- Date: June 9–10, 1965
- Winner: Michael Kerpan, Jr. (12 at time of win)
- Sponsor: Tulsa Tribune
- Sponsor location: Tulsa, Oklahoma
- Winning word: eczema
- No. of contestants: 70
- Pronouncer: Richard R. Baker

= 38th Scripps National Spelling Bee =

Spelling bee held in the United States in 1965

The 38th Scripps National Spelling Bee was held in Washington, D.C., on June 9–10, 1965, sponsored by the E.W. Scripps Company.

70 contestants participated in the competition. 7th grader 12-year old Michael Kerpan, Jr., from Tulsa, Oklahoma, sponsored by the Tulsa Tribune, won the competition by correctly spelling the word "eczema" (also the winning word in 1936) after 17 rounds.

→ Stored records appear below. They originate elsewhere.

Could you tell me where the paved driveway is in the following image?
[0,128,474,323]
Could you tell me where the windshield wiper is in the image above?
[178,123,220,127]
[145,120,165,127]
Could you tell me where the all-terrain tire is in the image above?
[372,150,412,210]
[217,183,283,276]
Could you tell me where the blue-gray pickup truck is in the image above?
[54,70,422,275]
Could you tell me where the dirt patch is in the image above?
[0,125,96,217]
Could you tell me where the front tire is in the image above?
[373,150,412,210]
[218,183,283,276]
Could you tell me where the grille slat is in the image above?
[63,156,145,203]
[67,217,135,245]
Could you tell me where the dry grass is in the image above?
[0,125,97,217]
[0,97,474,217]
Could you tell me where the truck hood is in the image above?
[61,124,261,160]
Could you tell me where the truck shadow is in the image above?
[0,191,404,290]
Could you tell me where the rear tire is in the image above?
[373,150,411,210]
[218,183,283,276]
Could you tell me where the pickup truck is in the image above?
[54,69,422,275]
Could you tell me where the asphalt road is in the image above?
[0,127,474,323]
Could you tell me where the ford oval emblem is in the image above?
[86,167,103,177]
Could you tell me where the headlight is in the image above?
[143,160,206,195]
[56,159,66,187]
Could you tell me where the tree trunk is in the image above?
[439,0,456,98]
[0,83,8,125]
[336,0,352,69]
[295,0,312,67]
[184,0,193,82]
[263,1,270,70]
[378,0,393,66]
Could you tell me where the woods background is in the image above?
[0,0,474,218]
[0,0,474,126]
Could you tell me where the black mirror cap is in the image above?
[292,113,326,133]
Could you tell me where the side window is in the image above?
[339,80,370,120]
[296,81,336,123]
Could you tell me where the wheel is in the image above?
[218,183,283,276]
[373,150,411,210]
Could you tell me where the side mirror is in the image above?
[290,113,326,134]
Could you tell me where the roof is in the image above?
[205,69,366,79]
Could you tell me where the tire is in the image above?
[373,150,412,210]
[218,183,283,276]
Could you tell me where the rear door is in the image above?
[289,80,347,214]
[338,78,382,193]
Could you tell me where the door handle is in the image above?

Judy Guarr of Topeka, Kansas took second place after misspelling "larghetto" in a long duel. As of 2015, Kerpan is the last of two winners from Oklahoma, the first being John Capehart in the 1961 bee.

Third place was taken by 13-year-old Ralph Moore of Ohio.

There were 70 contestants this year, ranging from 11 to 15 years old, evenly split with 35 boys and 35 girls, from 32 states, the District of Columbia, and Guam. Three finalists returned from the prior year's bee.

Future Federal Reserve Board Chairman Ben Bernanke was eliminated on the word edelweiss, finishing 26th.

The first place prize was $1,000 (along with a trip to New York City to appear on The Ed Sullivan Show and $100 in spending money). A total of $5,700 in prizes were awarded to all spellers.